At 9:59 PM 11/29/94, L. McCarthy wrote:
Hold the phone ! As I understand the law, only one party to a telephone call has to be aware of the recording for it to be perfectly legal. Someone not party to the call can't do it, but any one of the people talking can do it.
I believe it varies from state to state, but this is indeed the norm.
handle authentication like this. Ideally, some people would get together with Brent Chapman and incorporate authentication of signed messages in a future release of Majordomo. I'd love to volunteer for a project like this but I don't believe I can spare the time.

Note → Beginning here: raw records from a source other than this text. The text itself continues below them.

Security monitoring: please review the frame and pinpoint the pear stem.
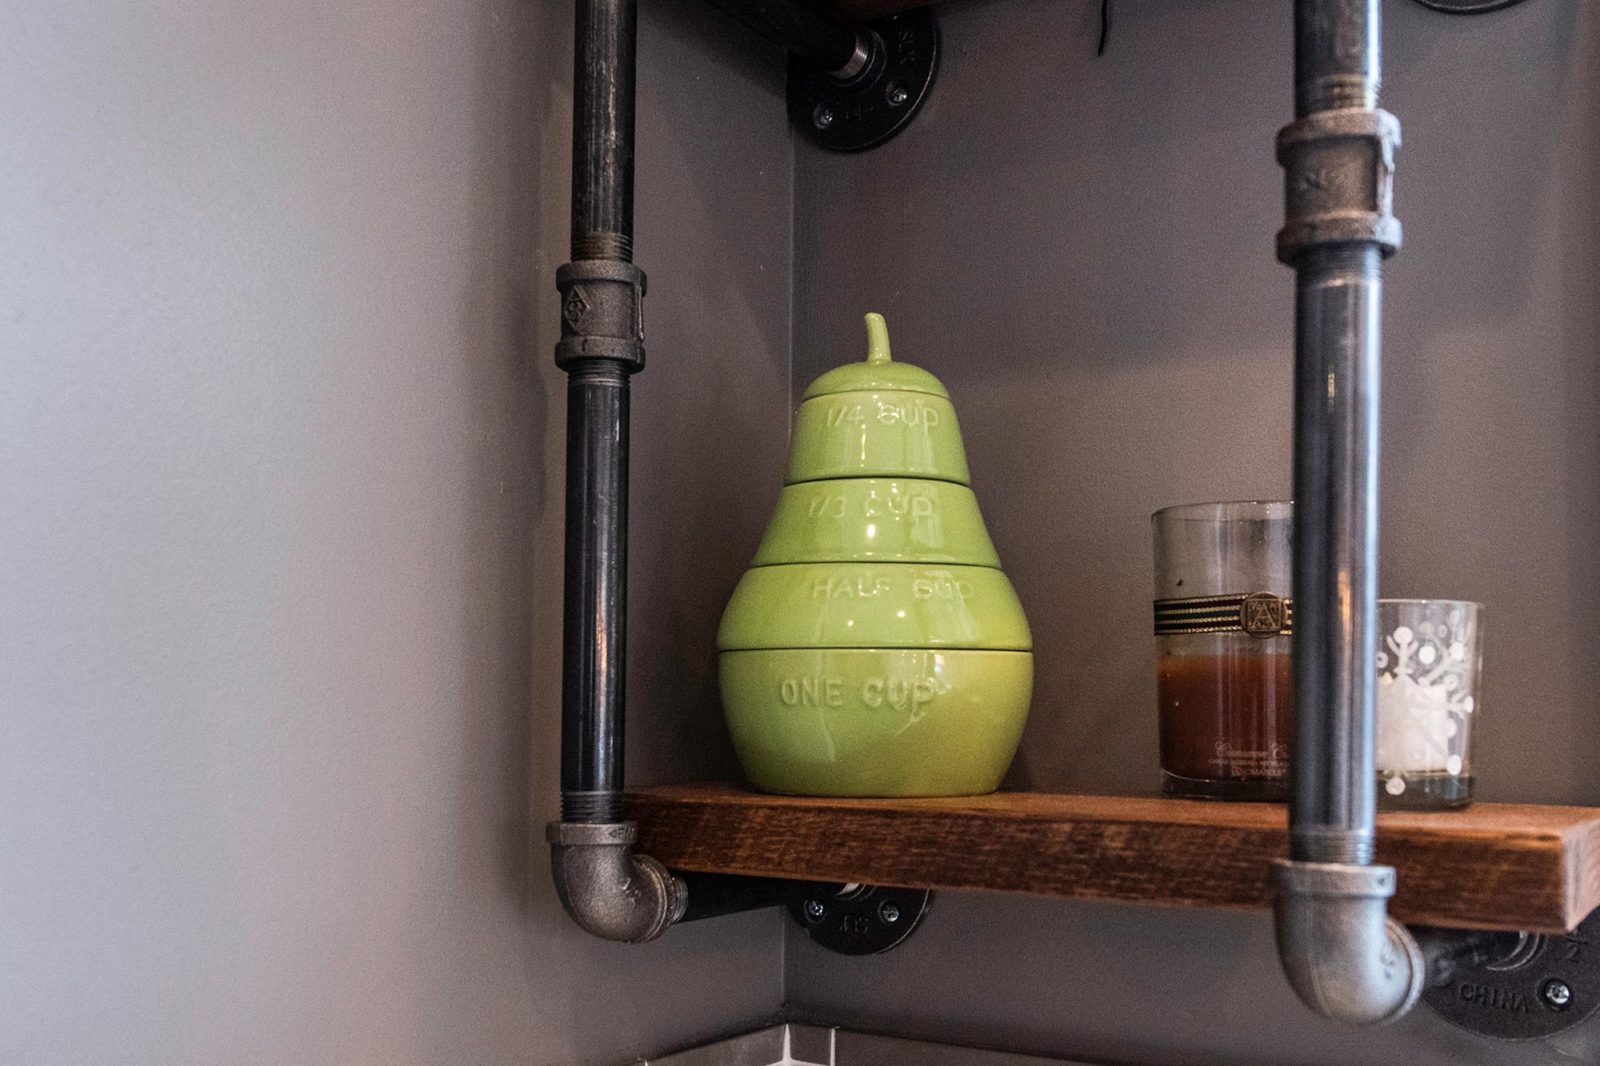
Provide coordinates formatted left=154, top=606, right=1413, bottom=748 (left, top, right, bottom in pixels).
left=864, top=313, right=892, bottom=364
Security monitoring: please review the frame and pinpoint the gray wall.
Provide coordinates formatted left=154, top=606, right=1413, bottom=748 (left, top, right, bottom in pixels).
left=6, top=0, right=1597, bottom=1063
left=0, top=1, right=790, bottom=1064
left=785, top=0, right=1600, bottom=1063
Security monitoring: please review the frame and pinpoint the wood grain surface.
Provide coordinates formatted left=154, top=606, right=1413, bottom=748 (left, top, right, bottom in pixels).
left=625, top=783, right=1600, bottom=932
left=826, top=0, right=935, bottom=20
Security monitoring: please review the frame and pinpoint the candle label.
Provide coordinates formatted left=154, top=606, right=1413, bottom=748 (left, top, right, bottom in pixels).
left=1211, top=741, right=1290, bottom=779
left=1241, top=593, right=1288, bottom=637
left=1153, top=592, right=1294, bottom=637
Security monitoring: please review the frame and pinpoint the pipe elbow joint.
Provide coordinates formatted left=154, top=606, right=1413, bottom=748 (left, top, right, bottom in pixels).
left=1274, top=860, right=1424, bottom=1026
left=547, top=821, right=688, bottom=943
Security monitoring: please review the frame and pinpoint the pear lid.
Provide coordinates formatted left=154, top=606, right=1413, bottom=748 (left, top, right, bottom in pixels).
left=802, top=313, right=949, bottom=400
left=786, top=312, right=970, bottom=485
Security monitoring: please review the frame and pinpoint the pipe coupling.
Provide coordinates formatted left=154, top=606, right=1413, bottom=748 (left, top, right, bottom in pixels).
left=556, top=260, right=646, bottom=372
left=1275, top=859, right=1425, bottom=1025
left=1277, top=107, right=1402, bottom=264
left=547, top=820, right=688, bottom=943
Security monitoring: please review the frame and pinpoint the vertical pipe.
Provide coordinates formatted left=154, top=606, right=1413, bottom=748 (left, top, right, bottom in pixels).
left=1284, top=0, right=1389, bottom=869
left=571, top=0, right=635, bottom=261
left=561, top=364, right=630, bottom=821
left=1273, top=0, right=1423, bottom=1024
left=548, top=0, right=682, bottom=945
left=559, top=0, right=641, bottom=824
left=1294, top=0, right=1378, bottom=116
left=1290, top=243, right=1381, bottom=865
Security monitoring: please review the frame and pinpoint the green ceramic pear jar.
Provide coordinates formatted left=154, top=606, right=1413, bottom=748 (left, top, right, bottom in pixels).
left=717, top=313, right=1032, bottom=797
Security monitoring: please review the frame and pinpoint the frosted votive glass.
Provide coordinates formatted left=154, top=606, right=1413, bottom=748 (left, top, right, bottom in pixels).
left=1375, top=599, right=1482, bottom=811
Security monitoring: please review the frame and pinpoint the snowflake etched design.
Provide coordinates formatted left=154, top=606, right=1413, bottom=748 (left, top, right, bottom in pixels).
left=1375, top=607, right=1477, bottom=794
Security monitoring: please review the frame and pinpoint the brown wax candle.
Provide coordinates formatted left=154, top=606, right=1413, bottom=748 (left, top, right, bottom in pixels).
left=1157, top=651, right=1292, bottom=800
left=1152, top=502, right=1294, bottom=802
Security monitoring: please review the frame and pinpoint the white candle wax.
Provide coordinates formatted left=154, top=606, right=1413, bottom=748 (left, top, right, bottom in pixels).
left=1376, top=672, right=1458, bottom=775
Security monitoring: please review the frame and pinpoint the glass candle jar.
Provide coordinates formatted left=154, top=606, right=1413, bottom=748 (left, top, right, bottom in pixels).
left=1375, top=599, right=1482, bottom=810
left=1152, top=501, right=1293, bottom=801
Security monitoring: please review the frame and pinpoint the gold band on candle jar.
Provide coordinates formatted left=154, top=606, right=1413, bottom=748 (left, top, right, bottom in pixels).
left=1153, top=592, right=1294, bottom=638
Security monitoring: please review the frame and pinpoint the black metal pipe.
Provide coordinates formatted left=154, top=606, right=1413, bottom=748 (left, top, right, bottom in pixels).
left=558, top=0, right=646, bottom=824
left=675, top=874, right=833, bottom=923
left=548, top=0, right=682, bottom=941
left=571, top=0, right=636, bottom=261
left=560, top=364, right=630, bottom=822
left=1282, top=0, right=1393, bottom=867
left=1273, top=0, right=1422, bottom=1025
left=1290, top=243, right=1381, bottom=865
left=1294, top=0, right=1378, bottom=117
left=703, top=0, right=872, bottom=80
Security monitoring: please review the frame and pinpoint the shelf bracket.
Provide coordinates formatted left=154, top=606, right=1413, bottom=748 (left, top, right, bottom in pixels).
left=1416, top=907, right=1600, bottom=1039
left=703, top=0, right=938, bottom=152
left=674, top=872, right=930, bottom=954
left=791, top=883, right=932, bottom=955
left=786, top=9, right=939, bottom=153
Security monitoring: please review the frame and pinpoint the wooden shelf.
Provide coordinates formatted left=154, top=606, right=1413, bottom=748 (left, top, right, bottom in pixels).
left=826, top=0, right=933, bottom=20
left=625, top=784, right=1600, bottom=933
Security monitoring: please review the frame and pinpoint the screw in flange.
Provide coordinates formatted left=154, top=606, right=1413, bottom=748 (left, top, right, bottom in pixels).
left=1541, top=979, right=1573, bottom=1011
left=878, top=900, right=901, bottom=924
left=813, top=105, right=835, bottom=130
left=885, top=81, right=909, bottom=107
left=803, top=899, right=827, bottom=923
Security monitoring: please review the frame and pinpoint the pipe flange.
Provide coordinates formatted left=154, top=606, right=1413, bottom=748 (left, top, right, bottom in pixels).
left=555, top=259, right=646, bottom=372
left=1276, top=107, right=1402, bottom=264
left=790, top=884, right=931, bottom=955
left=1423, top=906, right=1600, bottom=1040
left=788, top=9, right=938, bottom=152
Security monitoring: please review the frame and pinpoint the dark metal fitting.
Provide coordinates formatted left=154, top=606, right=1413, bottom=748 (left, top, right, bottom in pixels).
left=1280, top=859, right=1395, bottom=897
left=1417, top=906, right=1600, bottom=1040
left=789, top=9, right=938, bottom=152
left=546, top=819, right=688, bottom=943
left=1275, top=860, right=1425, bottom=1025
left=1276, top=107, right=1402, bottom=264
left=789, top=884, right=931, bottom=955
left=547, top=820, right=636, bottom=847
left=555, top=259, right=646, bottom=373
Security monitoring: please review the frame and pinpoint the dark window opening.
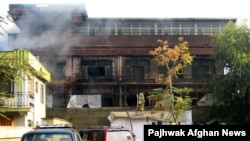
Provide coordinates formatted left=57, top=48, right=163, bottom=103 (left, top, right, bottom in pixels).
left=89, top=29, right=95, bottom=36
left=118, top=29, right=122, bottom=35
left=177, top=69, right=184, bottom=78
left=52, top=62, right=66, bottom=79
left=150, top=29, right=154, bottom=35
left=158, top=66, right=167, bottom=77
left=158, top=29, right=162, bottom=35
left=0, top=81, right=14, bottom=94
left=126, top=95, right=137, bottom=106
left=80, top=59, right=113, bottom=80
left=102, top=96, right=113, bottom=107
left=158, top=64, right=184, bottom=78
left=97, top=60, right=112, bottom=66
left=110, top=29, right=115, bottom=35
left=125, top=59, right=150, bottom=79
left=192, top=59, right=215, bottom=78
left=88, top=67, right=105, bottom=79
left=132, top=66, right=144, bottom=79
left=82, top=60, right=96, bottom=66
left=126, top=94, right=150, bottom=107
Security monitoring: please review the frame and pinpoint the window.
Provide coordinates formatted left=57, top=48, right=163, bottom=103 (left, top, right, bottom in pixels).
left=132, top=66, right=144, bottom=79
left=158, top=66, right=167, bottom=76
left=117, top=22, right=130, bottom=35
left=80, top=59, right=113, bottom=80
left=172, top=23, right=180, bottom=35
left=92, top=131, right=103, bottom=141
left=141, top=29, right=149, bottom=35
left=35, top=82, right=38, bottom=93
left=123, top=29, right=131, bottom=35
left=0, top=81, right=14, bottom=95
left=110, top=29, right=115, bottom=35
left=180, top=22, right=194, bottom=35
left=118, top=29, right=122, bottom=35
left=28, top=80, right=34, bottom=95
left=140, top=22, right=154, bottom=35
left=125, top=59, right=150, bottom=79
left=88, top=67, right=105, bottom=79
left=22, top=133, right=72, bottom=141
left=89, top=29, right=95, bottom=36
left=131, top=22, right=140, bottom=35
left=80, top=131, right=89, bottom=141
left=54, top=62, right=66, bottom=79
left=158, top=64, right=184, bottom=78
left=158, top=23, right=172, bottom=35
left=149, top=29, right=154, bottom=35
left=41, top=84, right=44, bottom=104
left=192, top=59, right=215, bottom=78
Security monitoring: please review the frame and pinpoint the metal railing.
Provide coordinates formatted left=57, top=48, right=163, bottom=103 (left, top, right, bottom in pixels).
left=8, top=34, right=213, bottom=48
left=71, top=27, right=221, bottom=36
left=0, top=92, right=33, bottom=108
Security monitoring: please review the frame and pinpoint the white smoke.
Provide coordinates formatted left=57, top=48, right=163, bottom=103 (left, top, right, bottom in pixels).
left=11, top=3, right=87, bottom=52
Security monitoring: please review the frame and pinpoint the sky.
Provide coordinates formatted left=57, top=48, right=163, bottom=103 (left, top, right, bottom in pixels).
left=1, top=0, right=250, bottom=49
left=1, top=0, right=250, bottom=19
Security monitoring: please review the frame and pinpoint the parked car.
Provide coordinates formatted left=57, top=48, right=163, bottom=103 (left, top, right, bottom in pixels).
left=78, top=126, right=136, bottom=141
left=21, top=124, right=82, bottom=141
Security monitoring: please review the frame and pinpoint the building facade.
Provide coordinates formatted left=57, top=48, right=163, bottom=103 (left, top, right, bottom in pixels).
left=0, top=49, right=51, bottom=127
left=7, top=4, right=236, bottom=109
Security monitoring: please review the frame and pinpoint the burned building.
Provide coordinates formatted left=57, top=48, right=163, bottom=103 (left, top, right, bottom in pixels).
left=8, top=3, right=236, bottom=108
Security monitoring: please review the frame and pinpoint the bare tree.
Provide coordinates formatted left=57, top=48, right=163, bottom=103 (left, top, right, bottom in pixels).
left=0, top=14, right=13, bottom=35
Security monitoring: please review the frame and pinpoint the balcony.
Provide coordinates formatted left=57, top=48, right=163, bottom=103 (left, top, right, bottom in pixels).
left=9, top=34, right=213, bottom=48
left=0, top=93, right=33, bottom=108
left=12, top=35, right=213, bottom=56
left=72, top=35, right=213, bottom=47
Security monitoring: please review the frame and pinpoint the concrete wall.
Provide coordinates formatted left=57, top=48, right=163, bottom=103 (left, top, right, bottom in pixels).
left=0, top=107, right=210, bottom=140
left=44, top=118, right=72, bottom=126
left=0, top=138, right=21, bottom=141
left=0, top=126, right=33, bottom=140
left=46, top=106, right=212, bottom=129
left=46, top=107, right=134, bottom=129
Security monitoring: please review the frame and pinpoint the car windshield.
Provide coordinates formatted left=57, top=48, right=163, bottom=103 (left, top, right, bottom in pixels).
left=22, top=133, right=72, bottom=141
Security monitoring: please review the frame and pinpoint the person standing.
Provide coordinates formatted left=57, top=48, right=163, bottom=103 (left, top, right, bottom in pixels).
left=138, top=90, right=145, bottom=111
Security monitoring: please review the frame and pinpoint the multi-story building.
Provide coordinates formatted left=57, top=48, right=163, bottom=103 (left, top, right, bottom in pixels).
left=0, top=49, right=51, bottom=127
left=7, top=4, right=236, bottom=110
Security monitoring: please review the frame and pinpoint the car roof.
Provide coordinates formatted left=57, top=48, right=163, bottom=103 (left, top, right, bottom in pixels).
left=24, top=124, right=77, bottom=134
left=34, top=128, right=75, bottom=132
left=36, top=124, right=74, bottom=129
left=78, top=126, right=132, bottom=132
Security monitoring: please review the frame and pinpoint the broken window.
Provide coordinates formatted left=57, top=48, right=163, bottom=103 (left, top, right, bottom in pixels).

Why stop at authenticating signed messages? I'd like to see some mailing list software that would send mail out to you encrypted if you want (sure, the list is probably public, but you might not want people knowing you subscribe. If list traffic was encrypted, and you routed it through Ghio's remailer-alias doohickey, the fact that you subscribe could be kept completely hidden), and would require authentication on a message to change your address, or to change your public key (which would also be possible). And would have config parameters such that the list operator could make it only accept signed submissions, or even only accept submissions encrypted to the list. [not that I'm advocating this on the cypherpunks list, but it might be good on other lists, especially private ones]. And Ideally, I'd even like the list to be able to mail to you through the remailer-net, by prepending your encrypted address block, and sending to a remailer. Although the existence of Ghio's forementioned doohickey (what is that service being called?) makes that somewhat superflous. I was planning on writing such a beast myself, and might still get around to it eventually. The problem is that I'm unlikely to write something from scratch as robust as the current list server software (I'm not interested in writing good list software, just in implementing the crypto), and I'm not really skilled enough to understand the majordomo code enough to modify it. But I might try, one of these days.